Teddy admits that he’s been involved in plenty of fringe and conspiratorial groups: alt-left, alt-right, Marxists, you name it. He abandoned them all because he felt that they were far more about the adherents trying to categorize and brand themselves than they were about any actual cause.
In flashbacks, Teddy’s mother floats like a balloon—a manifestation, the movie suggests, of Teddy’s unhinged or metaphorical memories.
Michelle is, let’s face it, kind of a jerk.
“The madman’s explanation of a thing is always complete, and often in a purely rational sense satisfactory,” wrote G.K. Chesterton in his book Orthodoxy. “If a man says (for instance) that men have a conspiracy against him, you cannot dispute it except by saying that all the men deny that they are conspirators; which is exactly what conspirators would do.”
Bugonia’s seeming central tension lies in this paradox of rationality.
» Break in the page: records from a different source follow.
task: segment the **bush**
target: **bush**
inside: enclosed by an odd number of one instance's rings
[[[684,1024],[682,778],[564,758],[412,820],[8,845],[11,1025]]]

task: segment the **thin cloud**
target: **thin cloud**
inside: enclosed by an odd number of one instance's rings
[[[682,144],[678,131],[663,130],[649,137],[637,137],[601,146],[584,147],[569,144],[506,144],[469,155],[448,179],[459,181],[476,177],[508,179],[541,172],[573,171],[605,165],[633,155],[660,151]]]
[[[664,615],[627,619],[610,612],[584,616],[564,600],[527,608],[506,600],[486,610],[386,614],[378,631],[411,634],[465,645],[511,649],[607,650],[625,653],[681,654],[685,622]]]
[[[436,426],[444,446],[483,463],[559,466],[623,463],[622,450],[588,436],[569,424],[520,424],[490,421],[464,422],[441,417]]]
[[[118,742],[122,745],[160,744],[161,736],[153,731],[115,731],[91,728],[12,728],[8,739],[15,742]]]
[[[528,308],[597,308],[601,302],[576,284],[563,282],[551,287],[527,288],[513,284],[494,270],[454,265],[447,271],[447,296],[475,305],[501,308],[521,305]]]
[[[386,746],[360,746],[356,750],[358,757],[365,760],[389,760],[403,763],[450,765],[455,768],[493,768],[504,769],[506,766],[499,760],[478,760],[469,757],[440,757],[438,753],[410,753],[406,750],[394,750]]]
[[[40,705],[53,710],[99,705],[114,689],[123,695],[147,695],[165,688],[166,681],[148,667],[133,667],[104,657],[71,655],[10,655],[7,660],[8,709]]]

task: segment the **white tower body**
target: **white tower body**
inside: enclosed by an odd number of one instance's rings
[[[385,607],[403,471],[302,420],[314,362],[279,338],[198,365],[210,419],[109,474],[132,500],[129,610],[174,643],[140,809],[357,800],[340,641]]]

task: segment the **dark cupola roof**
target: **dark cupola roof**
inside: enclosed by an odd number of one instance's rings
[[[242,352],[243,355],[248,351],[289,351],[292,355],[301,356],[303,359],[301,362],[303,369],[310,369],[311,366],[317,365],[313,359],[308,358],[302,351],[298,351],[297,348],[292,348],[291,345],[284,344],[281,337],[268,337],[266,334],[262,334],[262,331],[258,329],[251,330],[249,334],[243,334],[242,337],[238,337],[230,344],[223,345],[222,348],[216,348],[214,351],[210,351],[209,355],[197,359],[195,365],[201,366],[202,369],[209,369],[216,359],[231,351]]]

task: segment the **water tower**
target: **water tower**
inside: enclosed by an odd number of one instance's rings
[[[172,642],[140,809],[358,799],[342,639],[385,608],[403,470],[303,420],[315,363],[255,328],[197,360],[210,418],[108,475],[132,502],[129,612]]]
Michelle says that she’s not an alien … which is exactly what an alien would say, reasons Teddy. Michelle suggests that Teddy has fallen prey to the most extreme, most unhinged voices online—themselves unfettered by traditional, fact-rooted gatekeepers. The gatekeepers are the ones feeding lies, Teddy would argue.
Bugonia lands in an age in which suspicion of those traditional gatekeepers is perhaps greater than ever before. Our technology allows us to manipulate faces, voices and entire events. The uncertainty can leave us feeling unmoored, seeking truth in alternate voices or trusting our own gut. Meanwhile, online anger grows ever louder. Mental illness is at an all-time high.
Bugonia suggests that impending environmental catastrophe is society’s greatest threat. But I wonder whether the movie’s on-the-nose premise—its questions of who or what we can trust—feels even more relevant today, and more frightening. And for those who walk into the film suffering from their own forms of mental illness, Bugonia whispers, Hey, you may be right after all.
Bugonia is a clever film with excellent performances. But it’s also as problematic as problematic can be. Director Yorgos Lanthimos’ latest Oscar hopeful comes with enough content issues to make many discerning moviegoers swiftly walk the other way: its violent forays into grotesquerie, its harsh language, its willingness to turn abduction into a joke.
But beyond all that, this film might’ve been the hardest, most dispiriting film I’ve had to watch this year. It feels a movie too much of this age—one that amplifies rather than eases its own worst impulses. And I worry about its influence on, admittedly, the small sliver of moviegoers who might see Teddy very differently than most of us would.
Bugonia is based on the 2003 South Korean film Save the Green Planet!, a film I watched with a friend suffering through his own season of mental illness. And even though we were watching the same screen, we saw very different movies.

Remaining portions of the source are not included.